On the fourth baron's death in 1925 part of the estate had to be sold to cover death duties. He had two sons, both of whom had been killed in action, one in the Boer War and the other in the first World War and he was survived only by his two sisters. On their deaths in 1944, the remaining estate was sold to the Hindley family, one of the founders of the British Home Stores.

In October 1985, Gisburne Park house was converted and extended to become an independent private hospital and rehabilitation centre, with Christopher Hindley being its chairman and later its executive director. In 1995 the house and adjacent land was sold and became the BMI Gisburne Park Hospital.

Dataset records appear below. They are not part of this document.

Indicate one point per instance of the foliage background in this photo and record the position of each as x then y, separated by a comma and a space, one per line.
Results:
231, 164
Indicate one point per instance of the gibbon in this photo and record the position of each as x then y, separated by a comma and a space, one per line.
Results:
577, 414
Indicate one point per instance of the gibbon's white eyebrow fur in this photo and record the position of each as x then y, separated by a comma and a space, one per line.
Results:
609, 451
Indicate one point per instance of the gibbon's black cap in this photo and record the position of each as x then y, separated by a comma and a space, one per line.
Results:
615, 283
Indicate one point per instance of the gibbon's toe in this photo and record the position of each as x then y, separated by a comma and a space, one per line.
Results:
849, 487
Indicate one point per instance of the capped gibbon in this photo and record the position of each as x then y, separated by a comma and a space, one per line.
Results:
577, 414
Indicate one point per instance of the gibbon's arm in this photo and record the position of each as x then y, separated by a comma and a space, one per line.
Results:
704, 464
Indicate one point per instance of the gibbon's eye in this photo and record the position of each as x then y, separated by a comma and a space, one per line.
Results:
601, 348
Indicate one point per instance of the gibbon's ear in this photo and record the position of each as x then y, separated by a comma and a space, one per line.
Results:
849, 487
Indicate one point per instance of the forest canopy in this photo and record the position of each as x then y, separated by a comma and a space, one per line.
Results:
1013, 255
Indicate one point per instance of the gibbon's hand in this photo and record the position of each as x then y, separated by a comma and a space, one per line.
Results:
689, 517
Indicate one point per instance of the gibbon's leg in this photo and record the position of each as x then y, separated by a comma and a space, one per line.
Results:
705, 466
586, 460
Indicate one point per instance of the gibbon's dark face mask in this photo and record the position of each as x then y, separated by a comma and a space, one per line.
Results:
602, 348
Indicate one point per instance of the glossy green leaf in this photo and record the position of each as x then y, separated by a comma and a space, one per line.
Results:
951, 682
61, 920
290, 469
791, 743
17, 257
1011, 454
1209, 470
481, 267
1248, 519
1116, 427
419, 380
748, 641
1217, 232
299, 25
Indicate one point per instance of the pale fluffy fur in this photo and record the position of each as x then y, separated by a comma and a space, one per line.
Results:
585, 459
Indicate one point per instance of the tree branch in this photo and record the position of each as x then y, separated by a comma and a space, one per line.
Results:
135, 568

In June 2021, after 36 years, the private hospital closed its doors and Amber and Guy Hindley purchased the building and have plans to convert it into a hotel and wellness resort.

== The park ==

The 1,000-acre parkland, owned since 2003 by Guy Hindley and his American actress wife Amber Mead, is home to Ribblesdale Holiday Park (developed around the old Deer House Farm and dairy). The Pennine Bridleway passes through the park, and at the south end of the park, the Ribble Valley line passes under the park in a cut-and-cover tunnel.